0

I am trying to randomly generate numbers from a distribution. The numbers that do not fall within two standard deviations of the mean I want to replace, so that in the end all of the numbers in the array fall within this range. This is the code that I have so far:

mean = 150
COV = 0.4
sd = COV*mean
upper_limit = mean + 2*sd
lower_limit = mean - 2*sd
capacity = np.random.normal(mean, sd, size = (1,96))
for x in capacity:
    while x > upper_limit:
        x = np.random.normal(mean, sd, size = 1)
    while x < lower_limit:
        x = np.random.normal(mean, sd, size = 1)

However, I get the error message ValueError: The truth value of an array with more than one element is ambiguous. Use a.any() or a.all()
Can anyone help with how to fix this?

Mr. T
  • 11,960
  • 10
  • 32
  • 54
Gigi
  • 11
  • 2
  • 1
    Is it that `capacity` is a matrix, so each `x` in `capacity` is a row, but you're treating it like an individual element? – Noah Jan 07 '21 at 17:38
  • https://stackoverflow.com/questions/18441779/how-to-specify-upper-and-lower-limits-when-using-numpy-random-normal – Chris Jan 07 '21 at 17:41

3 Answers3

1

I think you should change the size parameter from (1, 96) to 96. Because here your x has shape (96,) so is an array and thus not comparable to a single float value.

Contestosis
  • 369
  • 1
  • 4
  • 19
1

Don't iterate through a numpy array to do something on each element of the array. The whole point of using numpy is to make this faster by never iterating.

To check all values in capacity which are greater than upper_limit, just do this:

capacity > upper_limit

Then, you can get the indices of those items this way:

too_high_indices = np.where(capacity > upper_limit)

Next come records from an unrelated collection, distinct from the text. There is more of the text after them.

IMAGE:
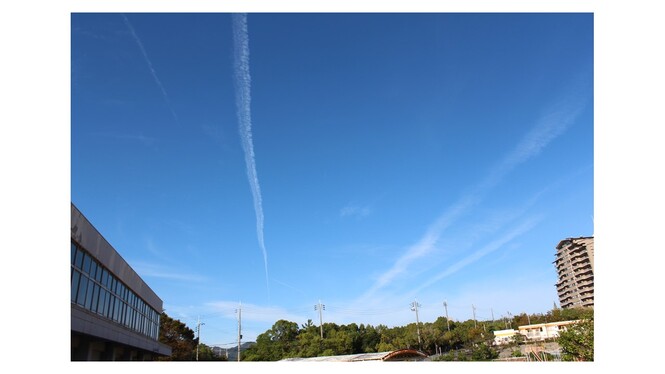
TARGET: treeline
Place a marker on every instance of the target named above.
(459, 341)
(453, 341)
(183, 342)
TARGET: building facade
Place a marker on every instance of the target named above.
(544, 331)
(574, 266)
(114, 313)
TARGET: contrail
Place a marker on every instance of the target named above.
(243, 98)
(549, 126)
(152, 70)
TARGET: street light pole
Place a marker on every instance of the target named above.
(198, 336)
(414, 307)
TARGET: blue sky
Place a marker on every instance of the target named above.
(43, 169)
(364, 160)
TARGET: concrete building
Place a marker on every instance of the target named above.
(504, 336)
(398, 355)
(544, 331)
(574, 265)
(535, 332)
(114, 313)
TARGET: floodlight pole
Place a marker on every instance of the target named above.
(414, 307)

Then, you can generate a new random array to assign to all such, e.g.

capacity[too_high_indices] = np.random.normal(mean, sd, size=len(too_high_indices))

In the end, you do this:

too_high_indices = np.where(capacity > upper_limit)
while np.any(too_high_indices):
    capacity[too_high_indices] = np.random.normal(
        mean, sd, size=len(too_high_indices))
    too_high_indices = np.where(capacity > upper_limit)

Then repeat for the lower limit.

This way, it will be relatively fast even if the size grows.

zvone
  • 18,045
  • 3
  • 49
  • 77
0
# print(capacity)
# changed = set([])
for i in range( len(capacity[0]) ):
    while capacity[0][i] > upper_limit or capacity[0][i] < lower_limit:
        capacity[0][i] = np.random.normal(mean, sd, size = 1)[0]
        # changed.add(i)
# print(capacity)
# print(changed)